Тем контрастнее «реалистические» эпизоды балета, которые словно прочерчивают границу между наваждением и явью. В новом спектакле все выверено и взвешено с аптекарской точностью. Московская дивертисментность «Дон Кихота» и его разнородность, презентуемые как отличительная черта этого балета Александра Горского, оказались мифом. Безрассудство танцев уравновешивается пантомимой, открытые музыкальные купюры (дирижер-постановщик Алексей Богорад, восстановление партитуры и оркестровка отдельных номеров — Александр Троицкий) не отягощают хореографическую ткань балета, но приводят к симметричным ответам в виде сокращения позднейших напластований. Из картины «Табор» изъята вся броско-эстрадная цыганщина Касьяна Голейзовского и Нины Анисимовой, ради исторической справедливости пришлось поступиться и шикарным соло Эспады в «Кабачке» сочинения Роберта Гербека; оптимизация коснулась и «Фанданго» заключительного акта, которое отдано исключительно кордебалету.
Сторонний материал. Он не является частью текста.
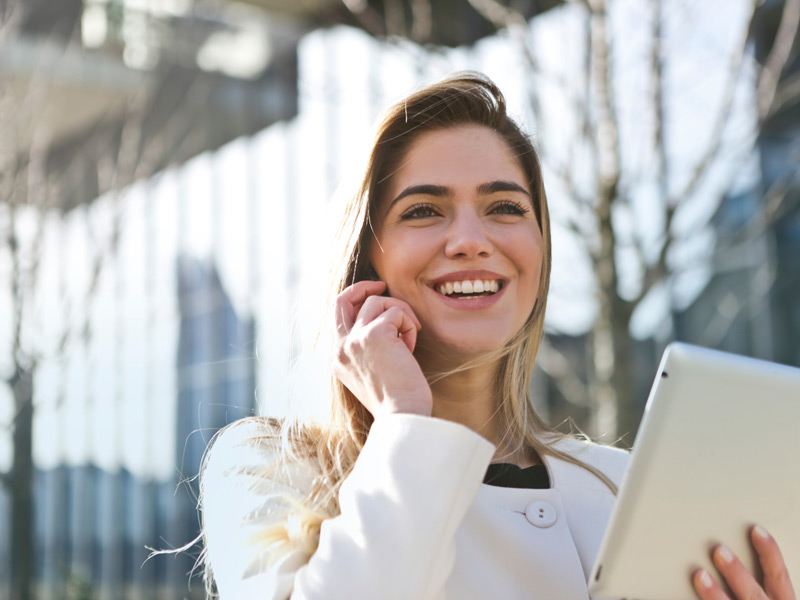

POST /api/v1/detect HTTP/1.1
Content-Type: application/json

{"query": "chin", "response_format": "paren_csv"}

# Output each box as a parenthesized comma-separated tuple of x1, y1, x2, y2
(415, 329, 513, 366)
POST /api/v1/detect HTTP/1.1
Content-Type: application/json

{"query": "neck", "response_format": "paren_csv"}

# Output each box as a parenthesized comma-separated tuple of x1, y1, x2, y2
(415, 345, 539, 467)
(428, 362, 502, 445)
(419, 350, 537, 468)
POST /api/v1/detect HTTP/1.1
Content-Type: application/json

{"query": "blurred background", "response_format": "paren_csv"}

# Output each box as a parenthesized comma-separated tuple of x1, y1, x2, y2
(0, 0, 798, 598)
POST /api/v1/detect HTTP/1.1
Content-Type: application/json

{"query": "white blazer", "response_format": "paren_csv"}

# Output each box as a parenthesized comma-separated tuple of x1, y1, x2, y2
(203, 414, 630, 600)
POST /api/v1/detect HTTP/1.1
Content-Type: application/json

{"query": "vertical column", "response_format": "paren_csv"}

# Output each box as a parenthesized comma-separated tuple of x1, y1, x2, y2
(98, 190, 126, 600)
(246, 133, 261, 420)
(167, 158, 191, 600)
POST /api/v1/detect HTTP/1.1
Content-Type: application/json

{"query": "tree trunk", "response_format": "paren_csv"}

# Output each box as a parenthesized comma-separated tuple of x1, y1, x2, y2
(10, 367, 35, 600)
(591, 284, 636, 444)
(586, 0, 640, 445)
(590, 188, 637, 444)
(611, 317, 638, 445)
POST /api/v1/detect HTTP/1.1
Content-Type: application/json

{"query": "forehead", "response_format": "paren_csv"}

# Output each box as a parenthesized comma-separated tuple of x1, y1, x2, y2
(382, 124, 530, 202)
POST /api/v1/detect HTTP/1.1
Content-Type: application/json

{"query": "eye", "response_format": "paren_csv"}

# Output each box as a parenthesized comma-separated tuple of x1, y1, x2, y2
(399, 203, 439, 220)
(491, 200, 530, 216)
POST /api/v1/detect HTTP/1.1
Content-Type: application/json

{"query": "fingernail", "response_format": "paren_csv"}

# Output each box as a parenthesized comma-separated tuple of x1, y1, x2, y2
(717, 545, 734, 564)
(754, 524, 770, 541)
(698, 569, 713, 589)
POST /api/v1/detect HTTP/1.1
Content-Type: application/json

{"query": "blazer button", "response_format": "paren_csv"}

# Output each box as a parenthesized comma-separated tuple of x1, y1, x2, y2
(525, 501, 557, 528)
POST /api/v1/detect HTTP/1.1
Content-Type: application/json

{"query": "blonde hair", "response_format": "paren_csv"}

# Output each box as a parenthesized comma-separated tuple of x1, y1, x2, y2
(199, 72, 616, 593)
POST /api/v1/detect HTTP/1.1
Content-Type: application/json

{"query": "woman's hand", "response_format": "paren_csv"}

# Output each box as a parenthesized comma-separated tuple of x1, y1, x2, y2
(692, 525, 795, 600)
(333, 280, 433, 419)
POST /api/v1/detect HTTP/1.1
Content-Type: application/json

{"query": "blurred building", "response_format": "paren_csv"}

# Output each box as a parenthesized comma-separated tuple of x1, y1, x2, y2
(1, 0, 301, 597)
(12, 256, 254, 598)
(170, 255, 257, 592)
(4, 0, 300, 211)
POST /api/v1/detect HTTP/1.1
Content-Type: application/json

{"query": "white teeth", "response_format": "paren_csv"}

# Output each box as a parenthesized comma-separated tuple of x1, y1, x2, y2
(436, 279, 502, 296)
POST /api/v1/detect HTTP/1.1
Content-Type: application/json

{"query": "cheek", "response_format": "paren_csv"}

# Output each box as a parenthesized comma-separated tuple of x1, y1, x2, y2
(369, 250, 414, 303)
(371, 231, 431, 284)
(510, 228, 544, 272)
(510, 233, 544, 301)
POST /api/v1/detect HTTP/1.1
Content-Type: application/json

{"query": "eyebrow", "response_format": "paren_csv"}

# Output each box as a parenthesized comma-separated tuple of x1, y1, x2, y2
(388, 180, 530, 210)
(478, 181, 530, 197)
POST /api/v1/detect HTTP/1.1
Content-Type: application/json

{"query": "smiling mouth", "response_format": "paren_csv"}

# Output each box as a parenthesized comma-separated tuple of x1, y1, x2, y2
(435, 279, 504, 299)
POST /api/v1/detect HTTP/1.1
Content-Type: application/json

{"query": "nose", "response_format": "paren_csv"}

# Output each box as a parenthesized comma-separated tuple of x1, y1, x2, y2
(444, 209, 493, 258)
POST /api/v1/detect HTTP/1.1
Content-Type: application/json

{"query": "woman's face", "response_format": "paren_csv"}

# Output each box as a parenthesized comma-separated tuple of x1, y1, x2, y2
(369, 124, 544, 361)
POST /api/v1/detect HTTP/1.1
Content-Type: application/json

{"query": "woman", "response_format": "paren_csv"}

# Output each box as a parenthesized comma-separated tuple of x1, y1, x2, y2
(200, 73, 794, 599)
В классических вариациях вернулись к архивным редакциям: так, например, томное соло Повелительницы дриад (Анна Домке) упоительно хорошо и без итальянских фуэте и скачков на экарте. Вместо чирикающей вариации Амура, попавшей в «Дон Кихот» из «Пахиты», господин Бурлака вернул сохранившийся в старомосковской версии ансамбль боевых амурчиков (воспитанницы-акселератки Уральского хореографического колледжа) во главе с солисткой балета (Анастасия Кержеманкина). Сокращения уравновесил классический квартет непоименованных в афише тореадоров в третьем акте сочинения господина Бурлаки — испанистая вариация на тему четверки кавалеров в «Раймонде», в котором театр, судя по всему, представляет своих потенциальных Базилей.
В партии Китри Елена Кабанова практически испепелила любые трудности, возникающие на ее пути. Елена Шарипова, выступившая во втором составе, придала своей героине некую венецианскую загадочность и французскую грациозность. Базили — Александр Меркушев и 19-летний Арсентий Лазарев — представили два типа барселонского брадобрея. Первый — опытный, надежный и немного расчетливый; второй — фонтанирующий жизнелюбием и юношеским оптимизмом. Именно его Базиль и стал своеобразным символом «Дон Кихота Ламанчского» в «Урал Опере»: полная техническая свобода (легко скрученные пируэты по восемь-девять оборотов и пижонское зависание в воздухе на высоте едва ли не в два человеческих роста), актерская раскрепощенность и отчетливое понимание поставленных целей — при таком художественном пасьянсе можно и забыть о живом коне.